Math Autobiography

My experience with mathematics in elementary school was what Schoenfeld defines as very traditional in its approaches. I attended Bonne Bay Academy, a small rural school with a population of approximately 80 students. Many, if not all of the classes were multi-grade. The responsibilities of teachers were vast- they were responsible for teaching numerous courses, often outside discipline areas. Mathematics class was no exception to the multi-grade classroom. This meant that a 50 minute period often resulted in only 20 minutes of instructional time allotted to each grade.

My teachers were firm believers in “drill & practice” methodologies. Student success was measured by how well students could reiterate concepts in the form of worksheets, assigned/homework problems and the end of year assessment- most common being the CRT’s administered at the end of grade 3, 6 and 9. Teachers believed a measure of their ability to deliver the curriculum was based on our performance on such assessment. Teachers were of the mindset that if the students did well, the teachers did a good job delivering the curriculum, however if the students did poorly it was because of their students’ lack of interest or ambition to do well.

Although the classroom walls were covered with displays of student work, none of these displays were math based. There were colourful depictions of proper construction of sentences, grammar rules, and the like, but none pertaining to mathematics. As a teacher, I encourage the display of work from all discipline areas, including math. At the beginning of each unit I encourage students to display information pertaining to the subject matter to be covered in that section, as well as any questions they may have pertaining to that particular unit (as we progress through the unit students are then able to answer the questions). This may range from influential persons in mathematics, to rhymes to help remember formulas, to the display of mathematical rules.

Many of my teachers in primary/elementary school were seasoned teachers. They had been in the profession for more than 20 years, and most were nearing retirement age. They were set in their ways of teaching, and viewed new approaches with poor attitudes and viewed them as being too time consuming. They spent a small fraction of instructional time outlining important concepts, with the remainder of the class spent working independently on assigned problems. Very rarely were we permitted to work in groups, and strongly encouraged from “thinking outside the box”. A portion of each class was spent reviewing the previous night’s homework, where the teacher would call out the correct answer, and only when a student asked, would he review the procedure used to obtain the correct answer. When asked why a procedure was the way it was, the teacher would respond with something like “because I said so”.

This attitude towards math changed in grade 5 when a new teacher was assigned to our school. He was young, and taught math using new and varying approaches. The manipulatives, which up to this point were on the shelf collecting dust, were taken down, and math became fun. Finally, someone to share my enthusiasm! This teacher has greatly influenced my teaching of mathematics. Whenever I find myself using traditional methods of teaching, I reflect back on my learning experiences, and what learning math meant to me. I try to use various methods of teaching rather than the expected norm of demonstration on the board, followed by assignment of exercises from the textbook. (It should be noted that all my math teachers from grade 3 to level III were male.

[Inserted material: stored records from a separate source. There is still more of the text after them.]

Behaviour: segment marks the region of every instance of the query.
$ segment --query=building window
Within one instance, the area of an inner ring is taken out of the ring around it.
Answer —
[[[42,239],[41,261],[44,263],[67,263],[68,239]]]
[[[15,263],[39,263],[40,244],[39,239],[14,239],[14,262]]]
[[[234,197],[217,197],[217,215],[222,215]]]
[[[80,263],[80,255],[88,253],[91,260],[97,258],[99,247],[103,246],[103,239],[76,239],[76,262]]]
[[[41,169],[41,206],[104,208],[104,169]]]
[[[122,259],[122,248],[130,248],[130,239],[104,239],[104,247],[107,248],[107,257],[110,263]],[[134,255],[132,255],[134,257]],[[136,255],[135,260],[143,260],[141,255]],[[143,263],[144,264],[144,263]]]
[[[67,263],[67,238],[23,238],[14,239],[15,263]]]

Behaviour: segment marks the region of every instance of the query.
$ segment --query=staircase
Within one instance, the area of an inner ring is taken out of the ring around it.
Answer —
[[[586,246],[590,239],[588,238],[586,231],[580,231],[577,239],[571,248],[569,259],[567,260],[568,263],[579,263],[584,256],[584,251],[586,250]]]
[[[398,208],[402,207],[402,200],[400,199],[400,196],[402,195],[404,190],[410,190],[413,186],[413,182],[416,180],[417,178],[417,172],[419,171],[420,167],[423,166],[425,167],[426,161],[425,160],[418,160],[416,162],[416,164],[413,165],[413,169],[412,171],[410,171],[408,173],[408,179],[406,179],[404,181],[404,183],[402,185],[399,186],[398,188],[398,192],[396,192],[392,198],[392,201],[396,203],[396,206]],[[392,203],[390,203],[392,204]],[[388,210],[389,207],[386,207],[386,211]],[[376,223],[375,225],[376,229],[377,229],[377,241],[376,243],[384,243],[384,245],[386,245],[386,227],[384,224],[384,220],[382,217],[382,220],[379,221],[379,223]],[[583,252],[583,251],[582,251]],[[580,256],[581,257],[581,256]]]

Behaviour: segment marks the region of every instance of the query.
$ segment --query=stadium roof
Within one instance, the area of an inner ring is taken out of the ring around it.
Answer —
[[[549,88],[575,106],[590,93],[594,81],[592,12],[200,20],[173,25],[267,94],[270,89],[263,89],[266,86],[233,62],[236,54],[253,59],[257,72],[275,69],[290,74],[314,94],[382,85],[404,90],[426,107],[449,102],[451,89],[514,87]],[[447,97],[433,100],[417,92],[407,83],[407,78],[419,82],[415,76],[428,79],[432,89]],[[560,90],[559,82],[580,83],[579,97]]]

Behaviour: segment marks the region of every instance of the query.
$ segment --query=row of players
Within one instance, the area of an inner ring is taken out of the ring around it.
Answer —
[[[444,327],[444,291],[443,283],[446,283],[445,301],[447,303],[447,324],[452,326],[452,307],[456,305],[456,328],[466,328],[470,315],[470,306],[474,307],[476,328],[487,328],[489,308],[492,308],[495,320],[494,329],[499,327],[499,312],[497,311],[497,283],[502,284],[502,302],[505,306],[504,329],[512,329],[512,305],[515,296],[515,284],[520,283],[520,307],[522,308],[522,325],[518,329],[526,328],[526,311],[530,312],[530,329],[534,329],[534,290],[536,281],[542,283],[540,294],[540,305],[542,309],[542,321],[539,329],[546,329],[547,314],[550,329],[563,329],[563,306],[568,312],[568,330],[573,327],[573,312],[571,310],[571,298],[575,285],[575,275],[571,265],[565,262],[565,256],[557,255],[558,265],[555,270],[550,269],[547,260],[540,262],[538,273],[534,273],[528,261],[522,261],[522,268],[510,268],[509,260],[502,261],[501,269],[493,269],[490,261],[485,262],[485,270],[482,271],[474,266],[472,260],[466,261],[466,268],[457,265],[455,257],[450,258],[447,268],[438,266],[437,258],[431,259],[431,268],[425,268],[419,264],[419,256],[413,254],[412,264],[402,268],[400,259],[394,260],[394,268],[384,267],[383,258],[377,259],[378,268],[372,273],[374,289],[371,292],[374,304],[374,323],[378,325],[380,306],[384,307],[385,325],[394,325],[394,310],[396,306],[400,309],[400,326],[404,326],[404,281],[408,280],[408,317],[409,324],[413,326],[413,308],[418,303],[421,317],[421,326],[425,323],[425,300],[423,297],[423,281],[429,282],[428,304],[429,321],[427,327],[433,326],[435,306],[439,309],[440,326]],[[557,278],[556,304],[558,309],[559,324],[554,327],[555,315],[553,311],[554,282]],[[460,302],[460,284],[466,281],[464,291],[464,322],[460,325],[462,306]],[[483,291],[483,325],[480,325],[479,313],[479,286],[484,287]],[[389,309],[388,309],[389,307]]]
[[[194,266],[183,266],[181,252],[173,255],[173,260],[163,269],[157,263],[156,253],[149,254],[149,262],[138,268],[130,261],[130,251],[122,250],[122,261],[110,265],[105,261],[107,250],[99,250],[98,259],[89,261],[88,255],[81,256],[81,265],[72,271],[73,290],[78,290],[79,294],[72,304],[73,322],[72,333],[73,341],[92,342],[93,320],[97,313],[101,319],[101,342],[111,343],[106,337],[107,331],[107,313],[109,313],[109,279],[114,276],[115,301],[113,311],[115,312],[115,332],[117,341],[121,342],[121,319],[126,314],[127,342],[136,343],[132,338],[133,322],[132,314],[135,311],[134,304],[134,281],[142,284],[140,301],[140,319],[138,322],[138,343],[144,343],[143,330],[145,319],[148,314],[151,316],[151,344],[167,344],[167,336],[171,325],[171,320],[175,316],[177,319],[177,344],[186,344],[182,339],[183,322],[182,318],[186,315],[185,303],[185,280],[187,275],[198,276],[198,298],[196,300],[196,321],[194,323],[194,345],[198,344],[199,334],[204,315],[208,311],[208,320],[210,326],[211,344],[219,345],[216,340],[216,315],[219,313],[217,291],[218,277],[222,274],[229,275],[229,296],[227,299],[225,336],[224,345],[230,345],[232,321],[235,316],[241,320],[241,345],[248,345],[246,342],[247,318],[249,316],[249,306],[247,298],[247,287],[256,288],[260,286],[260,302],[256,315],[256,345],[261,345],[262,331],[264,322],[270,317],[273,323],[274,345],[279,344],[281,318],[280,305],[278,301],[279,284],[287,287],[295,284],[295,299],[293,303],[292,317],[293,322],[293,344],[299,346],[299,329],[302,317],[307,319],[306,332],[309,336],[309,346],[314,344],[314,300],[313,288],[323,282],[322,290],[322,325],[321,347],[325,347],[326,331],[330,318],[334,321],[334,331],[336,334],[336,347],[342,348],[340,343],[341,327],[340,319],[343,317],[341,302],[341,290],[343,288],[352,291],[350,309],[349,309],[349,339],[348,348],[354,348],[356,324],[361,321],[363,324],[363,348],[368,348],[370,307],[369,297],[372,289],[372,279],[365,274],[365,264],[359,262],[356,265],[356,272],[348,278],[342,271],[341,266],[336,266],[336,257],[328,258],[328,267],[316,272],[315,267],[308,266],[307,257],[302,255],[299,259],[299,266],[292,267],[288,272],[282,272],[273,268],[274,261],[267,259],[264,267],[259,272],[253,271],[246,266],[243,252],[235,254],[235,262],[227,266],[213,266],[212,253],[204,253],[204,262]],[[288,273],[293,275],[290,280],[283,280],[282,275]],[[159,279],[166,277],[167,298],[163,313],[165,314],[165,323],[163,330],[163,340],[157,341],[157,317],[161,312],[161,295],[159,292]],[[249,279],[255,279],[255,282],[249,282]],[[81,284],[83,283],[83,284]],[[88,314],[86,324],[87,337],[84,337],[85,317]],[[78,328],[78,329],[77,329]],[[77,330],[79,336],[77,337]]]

This is much different from the trend we see today, with the majority of math/science teachers being female)

My best memory of math comes from the 5th or 6th grade. As previously stated, I had a math teacher who was young and vibrant. I remember the feeling of being able to deduce for myself some of the major concepts in the units rather than simply being told this is what you need to know and this is how to apply it. Some of my worst memories of math come from my earlier experiences in math class, where the teacher simply stated the objective, demonstrated at the blackboard the appropriate “steps” in solving the problem and then assigning a large quantity of questions. If questions were not completed during class time the remainder were to be completed for homework. This was mentally draining because each problem was the same as the last, with the exception of the numbers involved. Another memory that stands out is that of the feeling of anxiety when called to the front of the class to demonstrate an answer. There was always the fear of being wrong and being ridiculed by the other students in my class or looked down upon by the teacher for not knowing the concepts which he had previously “taught”.

Report cards and teacher comments indicated I was good at math. It was an area in which I excelled, and one which was of interest. In high school, I was enrolled in advanced math and calculus courses, and did quite well in all. Reflecting back, I believe I was good at math for the simple reason that I had the ability to reproduce what the teacher wanted. I never once asked why or how a particular theorem was derived, I simply developed the skills necessary to know when and how to apply it when the time came. For this, some may disagree and say I was not good at math rather I was good at providing the teacher with the answer he/she wanted.
As part of my undergraduate degree, I completed 9 courses in mathematics. These ranged from Calculus, to linear algebra, to statistics, Euclidian geometry, and numerous others.

I think the learning and understanding of mathematics is a very integral part of the curriculum in schools. Basic math operations are applicable and required to excel in many other parts of the curriculum. No matter how well you understand the concepts taught in physics, chemistry, and other sciences in order to be successful you need basic math skills. As well, without the basic concepts developed at a young age, and the continual expansion on such concepts, many everyday tasks such as the calculation of interest rates, or the measuring of materials for carpentry become difficult.